DEN HAAG – De Tweede Kamer heeft op 10 juni het wetsontwerp stelsel openbare bibliotheekvoorzieningen (Wsob), kortweg de bibliotheekwet, aangenomen. Na behandeling in de Eerste Kamer zal de bibliotheekwet vanaf 1 januari 2015 van kracht worden. De bibliotheekwet regelt de digitalisering van de openbare bibliotheek en zorgt voor structurele financiering daarvan door de Rijksoverheid.
In deze wet zijn de functies en voorwaarden vastgelegd waaraan een openbare bibliotheek moet voldoen. Ook is de digitalisering van de openbare bibliotheken in de bibliotheekwet geregeld. Dit wordt centraal belegd bij Koninklijke Bibliotheek (KB). Naast deze taak krijgt de KB de zorg voor de stelselbewaking en -coördinatie van openbare bibliotheken en de verantwoordelijkheid voor het stelsel van voorzieningen voor mensen met een leeshandicap.
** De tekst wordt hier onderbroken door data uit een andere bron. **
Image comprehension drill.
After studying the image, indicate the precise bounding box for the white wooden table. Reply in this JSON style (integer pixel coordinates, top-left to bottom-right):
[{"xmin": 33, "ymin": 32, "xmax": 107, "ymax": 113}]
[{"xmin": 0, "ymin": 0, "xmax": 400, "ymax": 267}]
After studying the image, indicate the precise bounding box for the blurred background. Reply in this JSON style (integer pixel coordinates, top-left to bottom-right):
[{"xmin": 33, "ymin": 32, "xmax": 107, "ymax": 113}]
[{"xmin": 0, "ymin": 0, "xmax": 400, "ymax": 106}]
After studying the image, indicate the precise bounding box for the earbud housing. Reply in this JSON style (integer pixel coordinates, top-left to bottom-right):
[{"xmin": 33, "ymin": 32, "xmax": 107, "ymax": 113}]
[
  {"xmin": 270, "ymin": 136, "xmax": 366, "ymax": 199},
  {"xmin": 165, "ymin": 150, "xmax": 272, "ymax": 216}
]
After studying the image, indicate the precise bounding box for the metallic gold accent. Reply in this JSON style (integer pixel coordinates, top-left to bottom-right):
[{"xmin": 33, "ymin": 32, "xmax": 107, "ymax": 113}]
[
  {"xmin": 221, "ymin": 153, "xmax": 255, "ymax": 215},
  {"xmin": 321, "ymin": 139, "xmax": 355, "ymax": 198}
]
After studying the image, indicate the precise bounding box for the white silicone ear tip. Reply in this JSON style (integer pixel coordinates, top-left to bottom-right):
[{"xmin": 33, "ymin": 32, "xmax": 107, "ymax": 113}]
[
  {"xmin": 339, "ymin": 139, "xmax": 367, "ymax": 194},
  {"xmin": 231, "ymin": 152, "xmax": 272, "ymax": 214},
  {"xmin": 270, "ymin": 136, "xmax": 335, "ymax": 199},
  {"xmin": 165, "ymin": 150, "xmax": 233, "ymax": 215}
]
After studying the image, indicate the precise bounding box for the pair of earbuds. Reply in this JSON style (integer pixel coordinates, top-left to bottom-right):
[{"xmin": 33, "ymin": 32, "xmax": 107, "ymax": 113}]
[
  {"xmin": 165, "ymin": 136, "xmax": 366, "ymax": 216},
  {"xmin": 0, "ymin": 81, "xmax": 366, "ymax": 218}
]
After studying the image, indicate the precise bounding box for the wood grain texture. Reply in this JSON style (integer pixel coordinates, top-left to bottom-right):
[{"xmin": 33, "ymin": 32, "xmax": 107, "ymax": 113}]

Vijf functies en maatschappelijke rol
De Vereniging van Openbare Bibliotheken (VOB) vindt het belangrijk dat deze wet er komt. Ondanks dat er geen verplichting voor de gemeente in de wet is opgenomen om een bibliotheek te hebben, biedt de wet aanknopingspunten voor goede en vernieuwende openbare bibliotheken voor de zes miljoen gebruikers in wijken, dorpen en steden in Nederland. De vijf functies waaraan een openbare bibliotheek moet voldoen, bieden een goede basis voor vernieuwing van de bibliotheek en de maatschappelijke rol die de bibliotheek meer en meer aan het vervullen is.
Ap de Vries (directeur van de Vereniging van Openbare Bibliotheken):
“Wij vinden het belangrijk dat de bibliotheekwet er komt, omdat deze waarborgt dat de overheden gezamenlijk verantwoordelijk zijn voor het netwerk van bibliotheken. Minister Bussemaker van het ministerie van Onderwijs, Cultuur en Wetenschap (OCW) zei in het debat over de wet dat ze ervan overtuigd is dat de overheden die rol niet lichtzinnig nemen. En dat periodiek overleg tussen de overheden zoals de wet dit voorschrijft, gevoed door de bibliotheken, bijdraagt aan een goed functionerend stelsel van openbare bibliotheken. De verantwoordelijkheid die de Koninklijke Bibliotheek hiervoor gaat dragen schept vertrouwen bij de branche.”